I am feeling very miserable lately. My mobility in general has dramatically decreased in the last few weeks. I am very uncomfortable and my patience is gone. Taking care of Carsten during the day has been an almost impossible feat. Wrestling a toddler constantly while carrying a full term baby in your uterus is very challenging. But, we are making due. Danyel has picked up a bunch of slack lately, but during the day while he is at work, I am on my own.
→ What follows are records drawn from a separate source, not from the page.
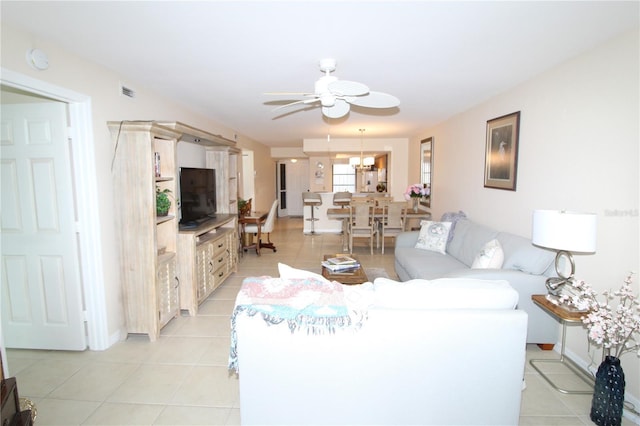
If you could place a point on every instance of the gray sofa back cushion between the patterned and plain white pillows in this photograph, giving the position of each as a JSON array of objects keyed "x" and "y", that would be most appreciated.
[{"x": 468, "y": 240}]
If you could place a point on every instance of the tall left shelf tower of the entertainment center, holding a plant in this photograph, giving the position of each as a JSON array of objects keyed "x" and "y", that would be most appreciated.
[{"x": 148, "y": 242}]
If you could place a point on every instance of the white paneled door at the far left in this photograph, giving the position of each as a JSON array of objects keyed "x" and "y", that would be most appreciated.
[{"x": 42, "y": 305}]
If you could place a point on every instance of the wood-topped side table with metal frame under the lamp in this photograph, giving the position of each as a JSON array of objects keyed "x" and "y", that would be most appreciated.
[{"x": 565, "y": 315}]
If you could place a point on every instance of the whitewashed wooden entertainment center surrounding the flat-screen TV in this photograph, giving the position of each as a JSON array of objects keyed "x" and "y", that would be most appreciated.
[{"x": 164, "y": 268}]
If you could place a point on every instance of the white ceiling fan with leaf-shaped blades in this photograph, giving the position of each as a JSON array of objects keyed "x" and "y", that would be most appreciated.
[{"x": 336, "y": 96}]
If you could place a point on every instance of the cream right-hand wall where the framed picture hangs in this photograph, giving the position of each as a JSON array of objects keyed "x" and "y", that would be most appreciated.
[{"x": 579, "y": 139}]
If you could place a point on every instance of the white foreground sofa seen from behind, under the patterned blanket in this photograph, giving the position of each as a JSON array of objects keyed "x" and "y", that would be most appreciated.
[{"x": 446, "y": 352}]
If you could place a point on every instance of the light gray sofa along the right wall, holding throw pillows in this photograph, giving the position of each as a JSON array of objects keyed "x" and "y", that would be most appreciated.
[{"x": 525, "y": 267}]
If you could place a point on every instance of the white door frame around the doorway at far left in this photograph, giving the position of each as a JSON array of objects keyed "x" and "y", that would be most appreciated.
[{"x": 89, "y": 236}]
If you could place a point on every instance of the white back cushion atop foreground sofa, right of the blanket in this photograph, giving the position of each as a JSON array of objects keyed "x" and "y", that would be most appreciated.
[{"x": 444, "y": 293}]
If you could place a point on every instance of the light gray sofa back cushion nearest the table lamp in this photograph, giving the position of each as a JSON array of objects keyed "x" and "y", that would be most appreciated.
[{"x": 520, "y": 254}]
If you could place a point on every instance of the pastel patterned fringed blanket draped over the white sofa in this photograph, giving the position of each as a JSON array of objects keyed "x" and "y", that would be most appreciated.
[{"x": 306, "y": 304}]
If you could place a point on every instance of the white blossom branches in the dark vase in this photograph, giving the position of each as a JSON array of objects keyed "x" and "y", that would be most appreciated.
[{"x": 616, "y": 330}]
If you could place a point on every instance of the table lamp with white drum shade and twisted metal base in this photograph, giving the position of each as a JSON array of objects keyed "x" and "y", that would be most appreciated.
[{"x": 567, "y": 232}]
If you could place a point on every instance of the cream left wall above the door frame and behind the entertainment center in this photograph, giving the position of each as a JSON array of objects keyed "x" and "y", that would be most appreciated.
[{"x": 102, "y": 85}]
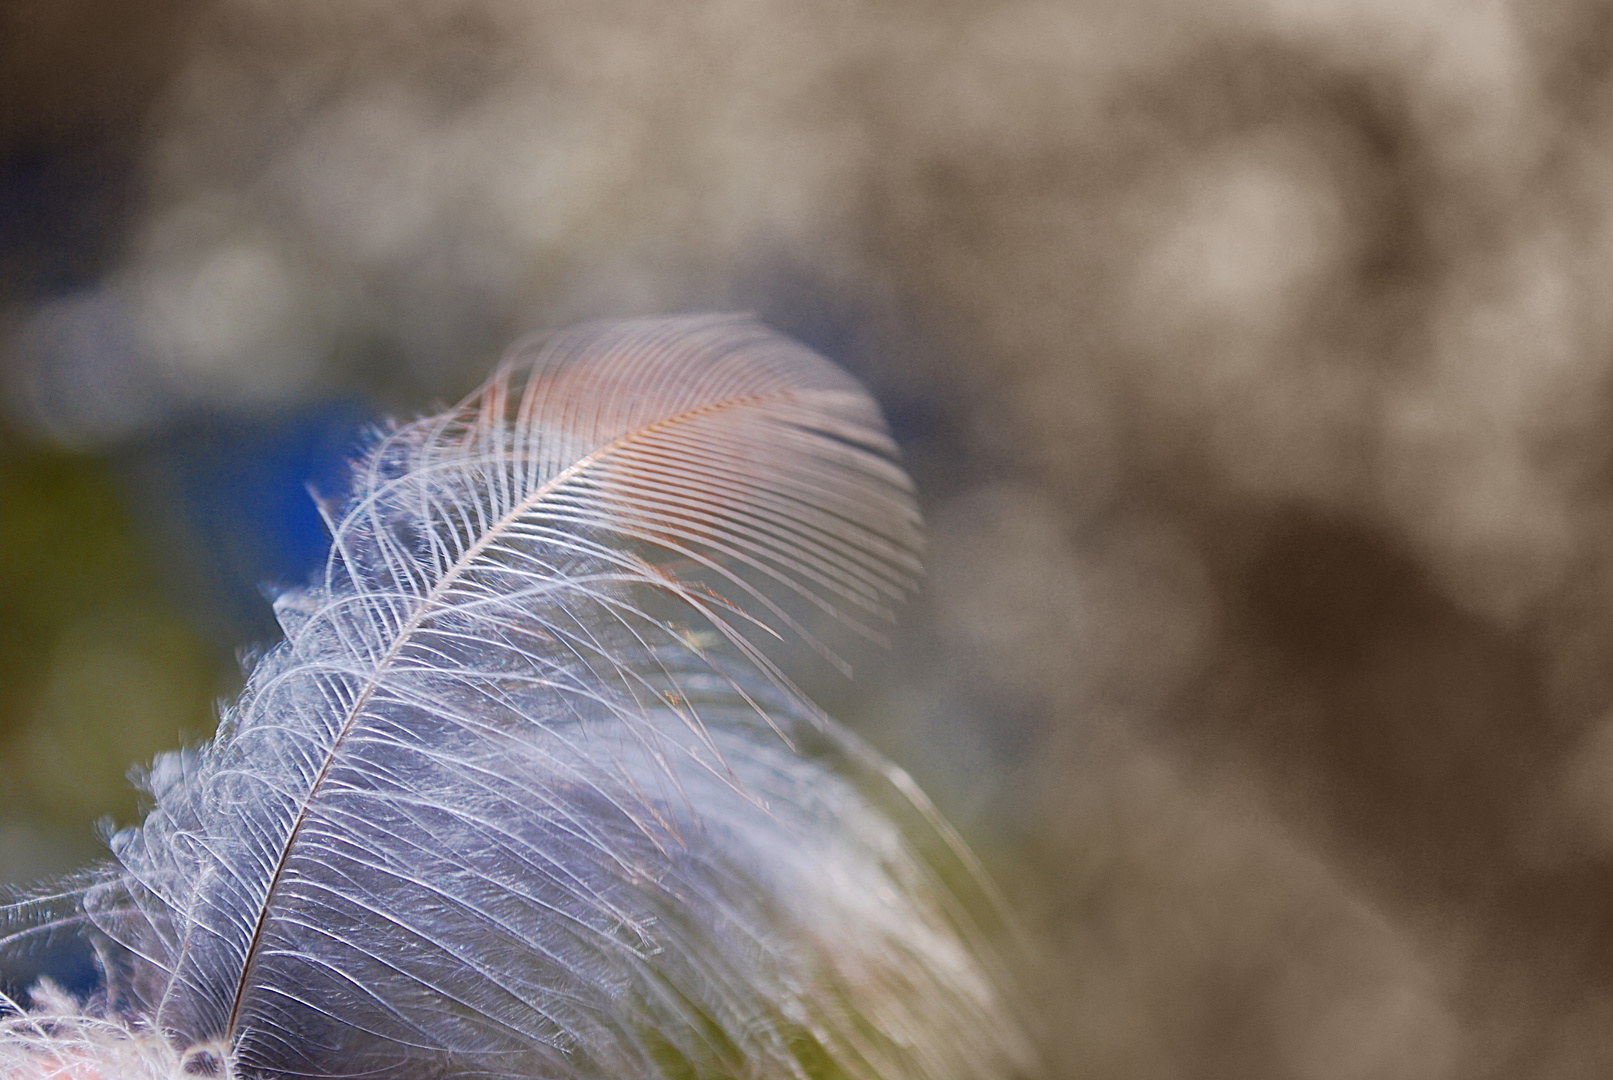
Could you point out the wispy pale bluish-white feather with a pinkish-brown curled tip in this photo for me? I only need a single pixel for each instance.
(528, 791)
The doctor thinks that the baby will weigh in at about 8 lbs. 10oz. by the time I deliver according to the ultrasound he did on Monday. Carsten was 8 lbs. 4 oz., so this didn't surprise me or alarm me. But, make no mistake, I am very fearful of giving birth again. Just thinking about it brings tears to my eyes. My 2 1/2 hours of pushing with Carsten with an epidural that had run dry scarred me for life. I can't remember the pain in detail, or anything for that matter, but I do remember almost feeling outside of my body because the pain was so intense that I could not bear it. I am hoping to have a much quicker delivery this time around with NO pain. I plan on having a serious talk with the doctor on Monday to make sure that he understands that I want to be so numb that I FEEL NOTHING. Period.

Aside from the birth, I am really nervous about bringing home a newborn again. The first few months with Carsten were bittersweet for us being that he cried all the time. He was a very difficult baby and I am scared to death that this baby will be the same or worse. I remember so many days that Danyel would come home from work and Carsten and I would just be sitting on the couch crying together. I am hoping that with experience under my belt, I will be able to withstand the experience much better this time around.

On a positive note, I am getting really anxious about meeting this baby and finding out if it is a boy or girl. Everywhere I go, people tell me that I am having a girl, but most family and friends think we are going to have another boy. As I get closer to finding out, I find that I am probably hoping for a girl more than I thought I was - if only because I am not sure (now that I have almost completed a second pregnancy) if I will have the energy to do this all over again. If we have a girl, we are pretty certain that this will be the last addition to our family. If we have a boy, we have talked about trying again for a girl.

My most favorite thing about this pregnancy has been my lack of weight gain. As of today, I have only gained 18 lbs. With Carsten, I was already inching up on 30 lbs. However, my belly is MUCH larger than it was last time around. Go figure. It has also gone by so quickly being that I am preoccupied with Carsten. With Carsten, it just dragged along because of all the excitement of being a first time mom.